И очень серьезная проблема, на что все жалуются, – это проблема этапирования и конвоирования. К примеру, человек ждет суда. Его поднимают в 4-5 утра. Ведут в холодный бокс. Он сидит в боксе без еды. Потом его, как селедку в бочку, в автозак. В автозаке в туалет нельзя сходить. Его везут в суд. Он без горячего питания весь день. А потом система такая, что их собирают всех вместе, развозят по следственным изоляторам. И только после отбоя он попадает в камеру, когда уже прошел ужин. А если он хочет из своей передачи макароны сварить, его уже могут наказать за нарушение режима, потому что он после отбоя пошел кушать. А то, что человек не ел весь день, будучи на суде... Организовать горячее питание в судах – до этого у нас еще далеко.

И проблема конвоирования. Так называемые "столыпинские" вагоны. Люди их очень боятся, особенно зимой, потому что там очень холодно, а летом там очень жарко. В купе набиваются люди, как в консервную банку.

И жалуются на жестокое обращение в колониях. Многие заключенные очень боятся ехать отбывать наказание в Мордовию, в Саратовскую область, во Владимирскую область, в Тверскую область, в Карелию. Вот мы приехали в СИЗО-11 в городе Ногинске – была истерика с человеком, потому что он не хотел ехать в Мордовию. Хорошо, что там оказались члены ОНК, и все-таки он поехал в Пензенскую область. Он говорил: "Мордовия, Карелия... Я боюсь, меня там убьют".
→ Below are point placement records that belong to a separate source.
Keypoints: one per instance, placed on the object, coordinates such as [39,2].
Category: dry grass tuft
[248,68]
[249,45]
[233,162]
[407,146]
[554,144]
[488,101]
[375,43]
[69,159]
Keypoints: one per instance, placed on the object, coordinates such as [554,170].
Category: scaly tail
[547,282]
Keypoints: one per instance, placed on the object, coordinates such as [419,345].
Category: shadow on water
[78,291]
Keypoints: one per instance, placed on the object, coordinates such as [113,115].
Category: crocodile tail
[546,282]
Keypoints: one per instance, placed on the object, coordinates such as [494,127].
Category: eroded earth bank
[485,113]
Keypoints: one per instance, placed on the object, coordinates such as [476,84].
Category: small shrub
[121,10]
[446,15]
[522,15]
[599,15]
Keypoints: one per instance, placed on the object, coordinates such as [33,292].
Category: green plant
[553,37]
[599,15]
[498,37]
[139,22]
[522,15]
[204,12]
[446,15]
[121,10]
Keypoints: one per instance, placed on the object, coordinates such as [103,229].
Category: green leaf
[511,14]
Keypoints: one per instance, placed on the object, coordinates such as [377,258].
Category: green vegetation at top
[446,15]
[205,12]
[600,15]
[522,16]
Владимир Кара-Мурза-старший: А насколько предвзятое отношение правоохранителей к заключенным, которые попали по "политическим" статьям?

Лев Пономарев: У нас были групповые посадки после митинга 6 мая на Болотной площади. Было посажено около 30 человек.

Дело в том, что большие проблемы есть в любой колонии – и медицина, и питание, и так далее. И пыточные зоны, где насилие осуществляется постоянно, как в Карельской колонии ИК-7. Если заключенный проявил какую-то дерзость, может быть, что-то ответил, его могут жестоко избить. А у нас по закону можно применить силу только в том случае, если есть угроза физического насилия по отношению к сотруднику. А когда этого нет, то силу применять нельзя. Есть система наказания – его можно поместить в ШИЗО, в помещение камерного типа. И при этом не бить. Но есть десятки зон, где насилие применяется каждый день. Там работают практически садисты. В таких колониях нормальные люди работать не могут.

А пыточные зоны системе нужны. И они известны на всю страну. Сколько их – мы точно не знаем, потому что посчитать их невозможно. Иногда сменяется начальник – и уже колония более или менее нормальная. Многое зависит от начальника колонии. Видимо, это нужно не только руководству ФСИН, но и нашим спецслужбам. Может быть, там людей вербуют. В общем, эти "мясорубки" нужны, иначе нам бы удавалось с ними как-то бороться.

Например, в колонии ИК-7, где сидел Ильдар Дадин, в штрафном изоляторе каждый день утром и вечером выводили и ставили в так называемую "растяжку" людей, то есть на "шпагат". Это происходит минут 7-10, но человек кричит от боли. А следов не остается. Сейчас этого не делают, потому что ездят наши адвокаты.

Или, например, начальник ИК-6 в Кировской области Бибик. Он занимался насилием в одной колонии, потом в другой, в третьей... Мы жаловались – его перемещали. А сейчас он опять начальник колонии ИК-6. По той информации, которую мы получили от адвоката, который опрашивал пострадавших, он лично занимался пытками в отношении заключенных, и он до сих пор работает. И мы собираемся провести пресс-конференцию.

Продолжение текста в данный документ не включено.